The thing that makes this protocol work is the reverse roster query,
so as long you keep doing that, the rest should flow naturally.
> What I dislike about this is that the overhead grows with number of
> subscribers. For calculations let's assume 30 (?) additional bytes in
> each probe reply, I5 in the presence scaling analysis.
> The benefit is that you precisely know which elements are desync and
> resync should be quite cheap therefore.
Yes, the probe is bigger. But you are sending the extra
subscribe='state' inside the last presence of the user. So it might
not be that much difference in size (in percent). Also, you don't
send multiple probes, just one, so you send a lot less, and receive a
bit more. I would bet that in the end it would level out in terms of
Also, real world stats about stanza distribution don't measure the
difference between first presence (the one you get because of the
probe) and the rest.
An increases on the first presence only would be noticeable?
Please notice also that this increase is only between servers. The
local server would strip the presence of such information before
forwarding it to the client.
> If the sender attaches a hash (generated like in the repeater
> calculated each time that part of your roster affecting the remote
> server changes) to each 'presence broadcast' this is independent from
> the number of subscribers on the remote domain. This scales badly
> if the
> number of presence changes is high.
> Let's assume 60 additional bytes (sha1+xml stuff) overhead in C8.

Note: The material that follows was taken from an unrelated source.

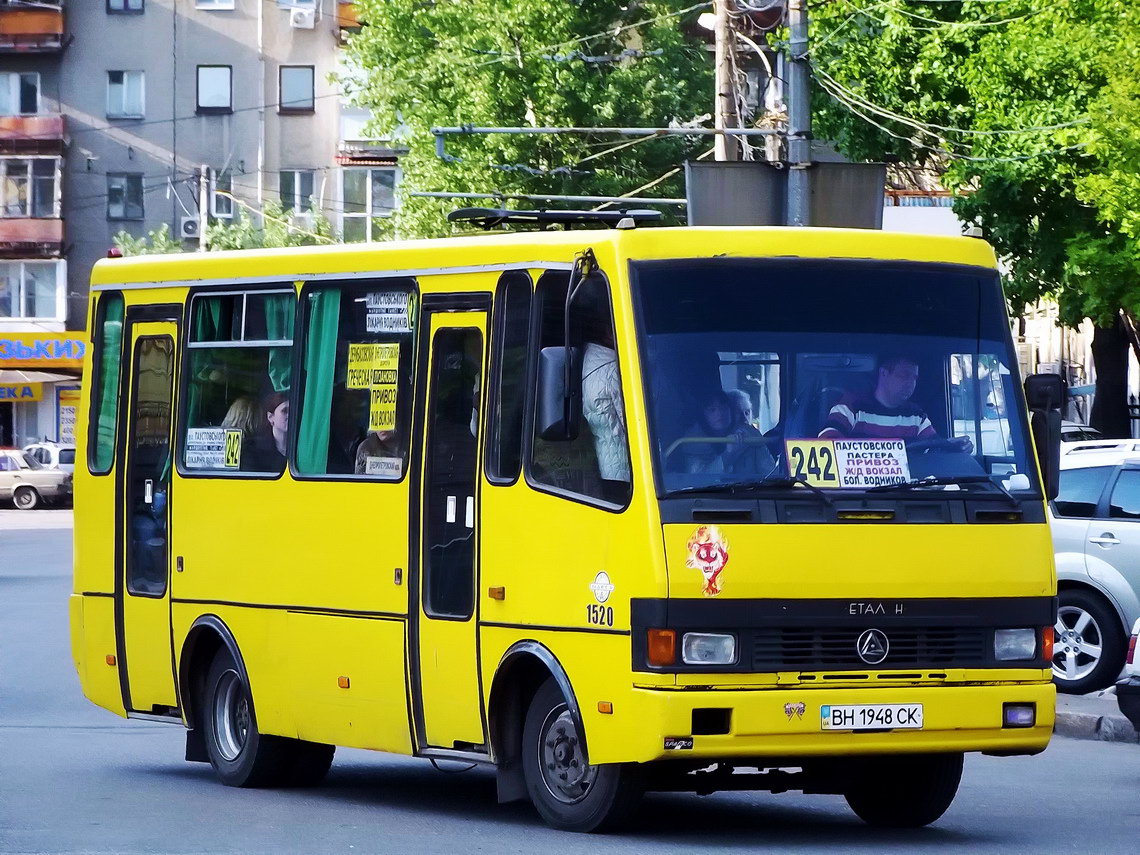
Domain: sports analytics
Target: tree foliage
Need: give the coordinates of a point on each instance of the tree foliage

> The cost of resyncing is considerably higher, as you don't know which
> elements have changed.
Sorry, I don't follow here. If the sender attaches an hash? what
hash? sorry if I missed something.
> What is making the comparison difficult: how often does a desync
That is part of my problem. I don't know if anybody has any numbers
about the quality of rosters in the real world.
I know that we have out-of-sync rosters. We have it at SAPO even
between @sapo.pt accounts (!!), probably due to bugs, or crashes at
the wrong time... But between servers is very difficult to know what
the status is, because there is no way to check for this.
Maybe someone could work with a couple of big domains and cross
hashed rosters entries to get some real numbers on this.
I know it happens, because it has happened to me. The usual symptom
is that some contact can see you online, but you cannot see him (or
vice-versa), and both have accepted the invitation.
> I've never seen a desync on our chatroom and their equally distributed
> memberlists, so I assume it happens rarely. Once a week? Once a month?
chatroom? I was talking about presence subscriptions and rosters, not
I don't run/used distributed chatrooms.